Detection tools struggled here. Many AI-assisted texts were labeled as 100% AI-generated, disregarding human effort. This creates real risks for scholars using AI responsibly.
The Impact on Non-Native Authors
Historically, non-native English speakers have faced barriers in academic publishing. Professional editing costs are high. LLMs help bridge this gap, offering near-instant language improvement at minimal cost.
Density plots of AI-generated probability scores for AI-assisted abstracts from each AI text detection tool by author status. (CREDIT: PeerJ Computer Science)
However, if journals use AI detectors to police writing, these same authors may be unfairly targeted. Their improved writing style, aided by AI, looks “too perfect,” triggering false positives. This could mean more rejections or accusations of dishonesty, harming their careers.
Different academic disciplines also face risks. Humanities and social sciences use nuanced, interpretive language. AI models and detection tools, trained on simpler data, may misinterpret such texts, reinforcing biases against certain fields.
Furthermore, LLMs tend to reproduce patterns in their training data. This risks amplifying existing inequalities by promoting uniform language and ideas while silencing diverse voices.
Beyond Detection: A Call for Change
The study emphasizes that detection tools alone can’t solve ethical issues around AI in writing. The tools operate as black boxes. They don’t explain why they classify a text as AI or human. This lack of transparency makes it hard to challenge their decisions.
Density plots of AI-generated probability scores for AI-assisted abstracts from each AI text detection tool by discipline. (CREDIT: PeerJ Computer Science)
Moreover, the line between human and AI writing is becoming blurred. Researchers may write drafts themselves, use AI for edits, then revise again manually. Others co-write entire sections with AI input. Detection tools struggle to assess these real-world practices accurately.
The team urges journals, universities, and policymakers to rethink their reliance on AI detectors. Ethical guidelines should encourage honest disclosure while recognizing the benefits of AI, especially for non-native speakers. Blanket bans or harsh detection policies may do more harm than good.
Moving Forward
AI tools will continue evolving. The study used the most advanced models available in late 2024, but newer versions will emerge. Detection tools must adapt, but fairness should remain central.

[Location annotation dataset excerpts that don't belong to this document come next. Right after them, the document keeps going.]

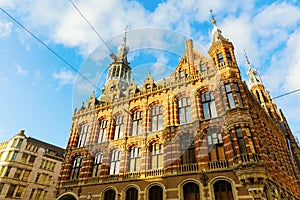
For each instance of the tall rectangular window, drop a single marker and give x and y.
(83, 135)
(102, 131)
(220, 58)
(115, 162)
(184, 109)
(187, 148)
(228, 56)
(156, 156)
(18, 173)
(31, 159)
(97, 164)
(25, 175)
(11, 191)
(241, 141)
(119, 126)
(8, 169)
(24, 158)
(208, 105)
(134, 159)
(215, 145)
(156, 118)
(75, 171)
(20, 191)
(230, 91)
(136, 123)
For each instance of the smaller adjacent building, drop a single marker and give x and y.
(29, 168)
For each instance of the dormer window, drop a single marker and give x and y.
(228, 56)
(112, 88)
(202, 67)
(220, 58)
(130, 92)
(181, 74)
(148, 87)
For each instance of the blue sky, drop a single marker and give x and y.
(39, 91)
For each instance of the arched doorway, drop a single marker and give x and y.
(131, 194)
(191, 191)
(109, 195)
(223, 190)
(67, 197)
(156, 193)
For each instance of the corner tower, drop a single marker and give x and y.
(119, 71)
(221, 52)
(261, 93)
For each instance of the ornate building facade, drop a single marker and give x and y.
(29, 168)
(201, 133)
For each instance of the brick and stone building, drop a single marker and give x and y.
(201, 133)
(29, 168)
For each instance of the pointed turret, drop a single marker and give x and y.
(222, 53)
(119, 71)
(260, 92)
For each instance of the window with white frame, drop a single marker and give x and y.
(119, 126)
(208, 105)
(97, 164)
(156, 156)
(156, 118)
(83, 135)
(184, 110)
(136, 123)
(102, 131)
(115, 162)
(134, 159)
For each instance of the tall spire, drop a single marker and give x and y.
(123, 49)
(254, 77)
(216, 32)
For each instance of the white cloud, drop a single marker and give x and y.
(5, 28)
(64, 77)
(20, 70)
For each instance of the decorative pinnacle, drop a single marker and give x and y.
(125, 36)
(213, 20)
(248, 62)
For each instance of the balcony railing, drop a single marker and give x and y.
(131, 175)
(155, 172)
(219, 164)
(191, 167)
(250, 157)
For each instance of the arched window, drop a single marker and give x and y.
(110, 195)
(131, 194)
(134, 159)
(187, 148)
(136, 123)
(215, 145)
(156, 118)
(191, 191)
(119, 126)
(115, 161)
(220, 58)
(97, 164)
(156, 193)
(223, 190)
(83, 135)
(102, 131)
(208, 105)
(184, 109)
(156, 156)
(75, 171)
(232, 89)
(241, 141)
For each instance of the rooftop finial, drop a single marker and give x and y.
(213, 20)
(125, 36)
(248, 62)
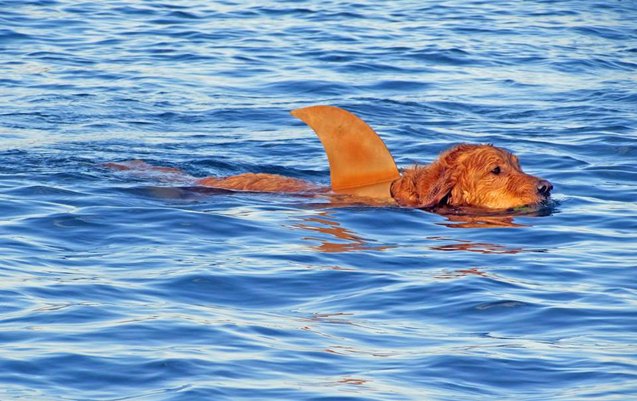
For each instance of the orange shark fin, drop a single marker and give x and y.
(360, 163)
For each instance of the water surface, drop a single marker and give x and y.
(119, 287)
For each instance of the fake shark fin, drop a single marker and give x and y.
(360, 163)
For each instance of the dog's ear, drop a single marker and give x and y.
(431, 193)
(425, 188)
(403, 190)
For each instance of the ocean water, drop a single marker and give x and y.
(115, 286)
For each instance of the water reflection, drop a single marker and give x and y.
(334, 238)
(467, 217)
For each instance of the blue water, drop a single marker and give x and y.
(121, 287)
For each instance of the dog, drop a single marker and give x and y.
(479, 176)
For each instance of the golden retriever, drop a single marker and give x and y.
(467, 175)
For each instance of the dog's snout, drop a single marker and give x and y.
(544, 187)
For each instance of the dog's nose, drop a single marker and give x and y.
(544, 187)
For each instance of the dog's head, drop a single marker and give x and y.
(482, 176)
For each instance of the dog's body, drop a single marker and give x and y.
(480, 176)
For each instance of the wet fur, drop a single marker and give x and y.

The authors call for more research into biases in AI detection and how they affect underrepresented groups. They also recommend creating standards for responsible AI use in academia, balancing integrity with equity.
For now, it’s clear that AI detection is not a magic solution. It is another tool, with strengths and flaws. To build a fair academic system, human judgment, transparency, and inclusivity matter just as much as technology.